The OnePlus 7 or 7 Pro have to do more — and they just can’t latch on to the 5G buzz marketing as even in the US there will be few true 5G networks and across the world, next to none. These are the 5 crucial things they have to improve to be truly a flagship killer.
• A true flagship class camera: A true flagship camera means that you should be able to whip it out in any scenario and it takes good photos comparable to some of the other phones it is priced against. There is chatter than that OnePlus will employ a triple camera system comprising of the 48-MP Sony IMX 586 combined with optical stabilisation, a depth sensor and a wide-angle camera running through the Qualcomm Snapdragon 855 ISP. This is a good start hardware wise, but software tuning is what separates the best from the good. OnePlus has to make sure that the portrait mode is on point with good low light performance, clarity and edge detection. It has to make sure the night mode is fast and images from it are at least on par with a phone like the Google Pixel 2 if not the Pixel 3.

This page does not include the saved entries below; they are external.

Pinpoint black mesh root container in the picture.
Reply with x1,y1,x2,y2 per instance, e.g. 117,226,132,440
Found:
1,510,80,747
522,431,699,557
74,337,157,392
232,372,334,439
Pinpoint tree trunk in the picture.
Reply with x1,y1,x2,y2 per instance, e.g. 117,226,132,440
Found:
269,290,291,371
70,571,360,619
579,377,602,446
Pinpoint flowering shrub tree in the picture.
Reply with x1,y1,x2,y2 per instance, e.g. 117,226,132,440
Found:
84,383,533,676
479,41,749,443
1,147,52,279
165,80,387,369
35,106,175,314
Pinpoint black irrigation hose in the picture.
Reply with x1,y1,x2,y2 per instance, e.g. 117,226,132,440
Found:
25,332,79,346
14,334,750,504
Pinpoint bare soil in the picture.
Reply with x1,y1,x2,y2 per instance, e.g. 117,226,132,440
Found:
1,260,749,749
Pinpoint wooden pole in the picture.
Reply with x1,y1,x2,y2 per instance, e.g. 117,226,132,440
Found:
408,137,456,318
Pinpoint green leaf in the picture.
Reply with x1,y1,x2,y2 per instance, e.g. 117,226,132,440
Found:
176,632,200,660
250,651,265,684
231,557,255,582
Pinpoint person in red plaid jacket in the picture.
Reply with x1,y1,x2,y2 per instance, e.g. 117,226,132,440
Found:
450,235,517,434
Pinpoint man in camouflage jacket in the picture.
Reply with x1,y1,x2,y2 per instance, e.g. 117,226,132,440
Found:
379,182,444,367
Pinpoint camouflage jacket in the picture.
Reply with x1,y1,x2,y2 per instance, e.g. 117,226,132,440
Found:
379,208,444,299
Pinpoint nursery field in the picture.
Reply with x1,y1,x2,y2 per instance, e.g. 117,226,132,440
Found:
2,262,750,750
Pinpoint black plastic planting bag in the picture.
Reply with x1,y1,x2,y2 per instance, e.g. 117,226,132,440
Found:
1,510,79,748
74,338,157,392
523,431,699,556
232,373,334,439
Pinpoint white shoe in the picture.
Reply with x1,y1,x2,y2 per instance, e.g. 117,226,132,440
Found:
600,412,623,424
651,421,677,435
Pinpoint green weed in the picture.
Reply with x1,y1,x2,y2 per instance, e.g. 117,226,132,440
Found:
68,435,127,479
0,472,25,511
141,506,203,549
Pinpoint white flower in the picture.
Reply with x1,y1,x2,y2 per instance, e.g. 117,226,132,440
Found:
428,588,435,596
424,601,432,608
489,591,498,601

• A great video camera with better audio capture: The biggest weakness of most camera phones is the video camera. Most phones are getting stills right but the video is harder. This is an area of mastery for both the iPhone and Samsung Galaxy. The video shouldn’t just be jitter free, clear with great dynamic range — you need at least great 4K video at 60 fps and 240 fps slow motion. More than that, the phone needs great microphones and a clever noise cancellation algorithm which can cut distortion levels in the loudest environments. For example, right now, OnePlus phones aren’t great for documenting live performances.
• IP67 water resistance: OnePlus phones haven’t had any kind of IP certification which means you can’t depend on the phone lasting a minor drop in the pool. They have to change this. More so, they just need to make a more robust phone in terms of durability. Not that the build quality is an issue, you just don’t feel these phones are sturdy enough. There have been far too many issues related to the display getting damaged because of the screen protector and the back glass is known to break. The overall build quality level has to go one notch up. Heck, they have to because this phone will also have a pop-up selfie camera.
• Brighter and sharper display: OnePlus 6 and 6T models had really nice OLED displays but these displays weren’t the sharpest around with 1080p resolutions and it kind of cut corners with brightness levels under direct sunlight. As the OnePlus 7 will almost certainly cross the Rs 40,000 barrier, they need a better display. Good news is that Pete Lau has already indicated that the phone will have a fast panel with a 90Hz refresh rate which will be really good. So far only the Asus ROG phone has that refresh rate. What’s likely is that it will also be an OLED screen with a higher resolution and full-screen view thanks to an Oppo F11 Pro style pop up selfie camera. So the promise of a flagship-grade screen looks likely to be coming true.
• A faster in-display scanner: The prime letdown from the OnePlus 6T was the in-display scanner — which was slow and not as secure as the traditional one on the OnePlus 6. That has to improve. Generally, across the board, one expects improvements like better haptic feedback, more accurate face detection even though it has been lightning fast on the OnePlus 5T, 6 and 6T and a bigger battery which has been rumoured to be around 4,000mAh.